The information provided will help us to understand the problem more quickly so saves time for both of us! :smile:

Description of problem

Creating PODs using CRI-O and kata-runtime fails with kata-agent failing to create directories. The failure is due to an unknown read-only file system.

Expected result

POD and container creations succeed.

Actual result

FATA[0032] run pod sandbox failed: rpc error: code = Unknown desc = container create failed: rpc error: code = Internal desc = Could not run process: container_linux.go:345: starting container process caused "process_linux.go:424: container init caused \"rootfs_linux.go:58: mounting \\"proc\\" to rootfs \\"/run/kata-containers/shared/containers/7ffea0a7a06511fb2591b3370f9d4e6821d52dfcad2105ca001b5b44c7b1fedb/rootfs\\" at \\"/proc\\" caused \\"mkdir /run/kata-containers/shared/containers/7ffea0a7a06511fb2591b3370f9d4e6821d52dfcad2105ca001b5b44c7b1fedb/rootfs/proc: read-only file system\\"\""

Further information

Hi. I am trying to use kata-runtime as the OCI compatible runtime for managing pods and containers. The approach I am taking is to have rootless environment inside which both CRI-O and kata-runtime run (something similar to have a docker image which bundles crio and kata-runtime, and to use it as nested dockers). In my test environment I am able to manage images using CRI-O, but POD creation fails. What I am observing is that CRI-O successfully pulls down the pause image, and invokes kata-runtime which creates the root file system for the pod on the host and spawns the Qemu process. Once the Qemu VM is up and running I can see the kata-agent is executed but is terminated immediately as it is not able to bind mount the rootfs from the host using the 9pfs storage driver. It seems that the VM's root file system is mounted as readonly by design which confuses me of why the kata-agent even tries to make any directories. Sorry if I am making any wrong assumption here as I still don't fully understand the bits inside the agent. This is probably not a bug and I opened this ticket purely for getting some help on how to proceed with debugging this issue and to more understand what's happening and what could be the potential problem.

debug_logs: pod_error.log

nimajafroodi commented 4 years ago

A gentle reminder for this issue

devimc commented 4 years ago

did you try adding rw to the kernel cmdline?

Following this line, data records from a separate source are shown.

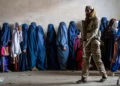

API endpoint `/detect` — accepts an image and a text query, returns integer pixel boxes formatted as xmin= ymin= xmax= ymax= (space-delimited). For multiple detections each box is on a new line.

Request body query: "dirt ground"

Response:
xmin=0 ymin=71 xmax=119 ymax=86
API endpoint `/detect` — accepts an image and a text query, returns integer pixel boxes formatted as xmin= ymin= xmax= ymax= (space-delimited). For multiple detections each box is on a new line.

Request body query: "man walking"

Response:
xmin=77 ymin=6 xmax=107 ymax=84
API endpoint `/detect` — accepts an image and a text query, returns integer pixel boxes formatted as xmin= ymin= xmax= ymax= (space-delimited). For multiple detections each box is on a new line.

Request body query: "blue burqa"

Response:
xmin=36 ymin=25 xmax=46 ymax=70
xmin=111 ymin=21 xmax=120 ymax=72
xmin=0 ymin=23 xmax=11 ymax=71
xmin=56 ymin=22 xmax=69 ymax=70
xmin=19 ymin=24 xmax=29 ymax=71
xmin=46 ymin=24 xmax=59 ymax=70
xmin=28 ymin=22 xmax=37 ymax=69
xmin=68 ymin=21 xmax=79 ymax=70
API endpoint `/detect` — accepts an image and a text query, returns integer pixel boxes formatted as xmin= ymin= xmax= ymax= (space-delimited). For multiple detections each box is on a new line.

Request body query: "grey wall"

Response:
xmin=0 ymin=0 xmax=120 ymax=31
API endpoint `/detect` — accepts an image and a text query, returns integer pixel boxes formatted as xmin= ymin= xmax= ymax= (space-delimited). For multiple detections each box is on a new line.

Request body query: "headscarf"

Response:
xmin=0 ymin=23 xmax=11 ymax=47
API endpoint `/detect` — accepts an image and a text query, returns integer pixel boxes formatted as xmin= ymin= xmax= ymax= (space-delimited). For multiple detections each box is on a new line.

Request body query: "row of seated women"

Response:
xmin=0 ymin=21 xmax=82 ymax=72
xmin=0 ymin=17 xmax=120 ymax=72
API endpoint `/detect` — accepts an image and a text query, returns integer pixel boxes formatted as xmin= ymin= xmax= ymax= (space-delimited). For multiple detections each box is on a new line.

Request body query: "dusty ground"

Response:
xmin=0 ymin=71 xmax=119 ymax=86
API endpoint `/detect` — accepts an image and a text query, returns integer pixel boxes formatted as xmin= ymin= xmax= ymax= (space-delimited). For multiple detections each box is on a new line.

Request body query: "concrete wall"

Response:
xmin=0 ymin=0 xmax=120 ymax=31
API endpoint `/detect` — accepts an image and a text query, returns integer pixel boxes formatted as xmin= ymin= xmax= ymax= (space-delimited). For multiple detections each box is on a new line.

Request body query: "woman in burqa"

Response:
xmin=11 ymin=23 xmax=23 ymax=71
xmin=46 ymin=24 xmax=59 ymax=70
xmin=67 ymin=21 xmax=79 ymax=70
xmin=0 ymin=22 xmax=11 ymax=72
xmin=36 ymin=25 xmax=46 ymax=70
xmin=19 ymin=24 xmax=28 ymax=71
xmin=56 ymin=22 xmax=69 ymax=70
xmin=27 ymin=22 xmax=37 ymax=71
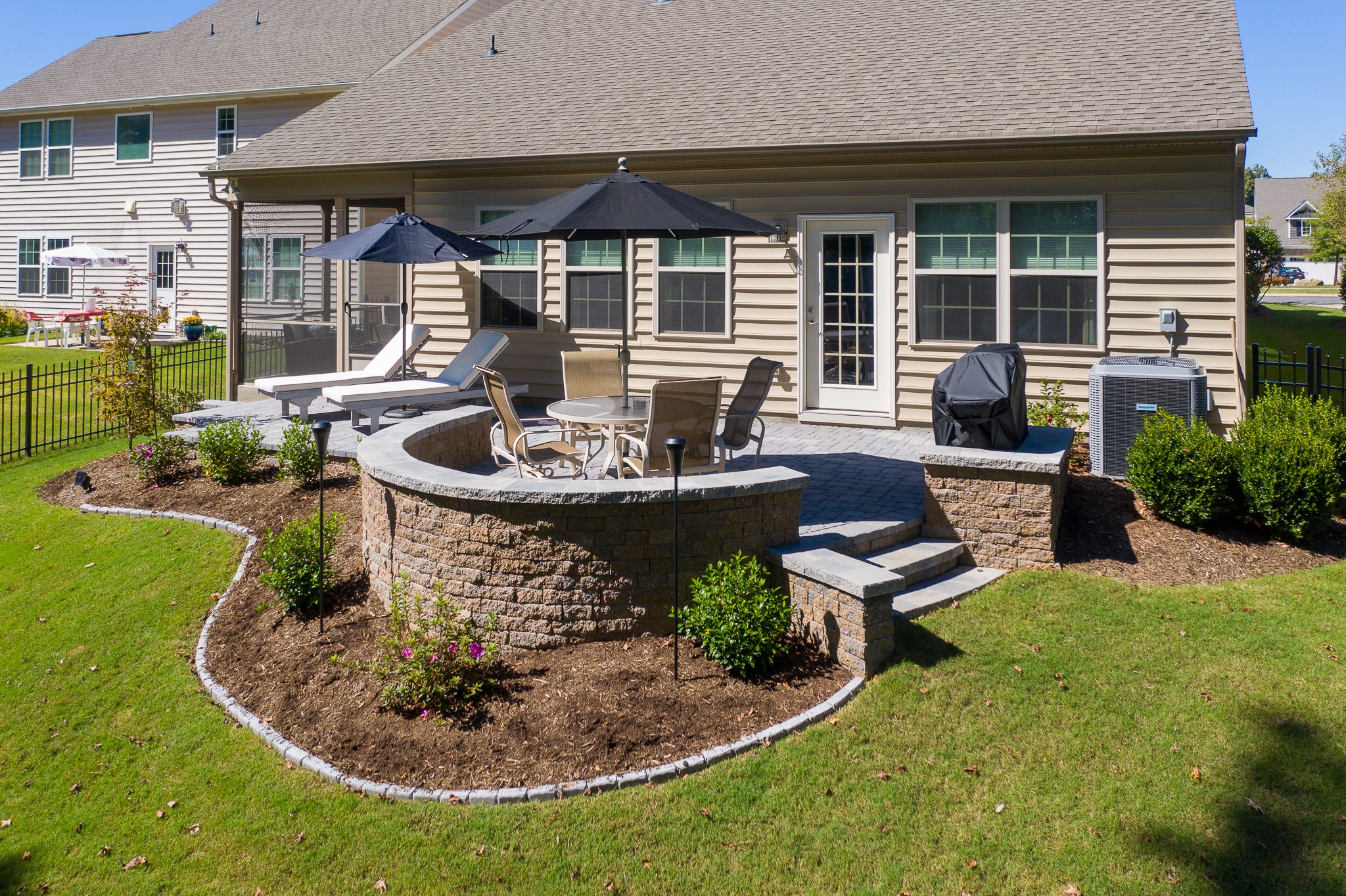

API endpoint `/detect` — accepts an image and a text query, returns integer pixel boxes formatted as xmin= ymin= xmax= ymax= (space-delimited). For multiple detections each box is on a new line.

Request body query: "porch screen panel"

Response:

https://github.com/kata-containers/runtime/blob/master/cli/config/configuration-qemu.toml.in#L30

configuration files: /etc/kata-containers/configuration.toml or /usr/share/default/kata-containers/configuration.toml

nimajafroodi commented 4 years ago

Yes and that didn't resolve the problem. What is strange is that I don't get this error using CRI-O + kata-runtime directly on the host. The error happens when running CRIO and kata-runtime inside another containerized environment like docker. Do you happen to have any documentation on how to run kata-runtime inside a docker environment that is already spawned with runc? Is there any technical issue of doing so?

devimc commented 4 years ago

Do you happen to have any documentation on how to run kata-runtime inside a docker environment that is already spawned with runc? Is there any technical issue of doing so?

afaik, No, there is no document, are you running the runC container with --privileged? I think you need it. Take a look to these two issues, might be you can find something useful https://github.com/kata-containers/runtime/issues/2618 https://github.com/kata-containers/runtime/issues/358

nimajafroodi commented 4 years ago

afaik, No, there is no document, are you running the runC container with --privileged? I think you need it.

Yes.

nimajafroodi commented 4 years ago

Thanks for the posted links. I will get back to you after reading those posts.

nimajafroodi commented 3 years ago

This issue can be closed.

We have root caused the issue. The issue was related to mount propagation of the shared directory which by default is set to the propagation of it's mount peer group. In our case the propagation was set to private preventing the bind mount of the pod rootfs to be visible to the guest.

devimc commented 3 years ago

@nimajafroodi thanks, closing issue..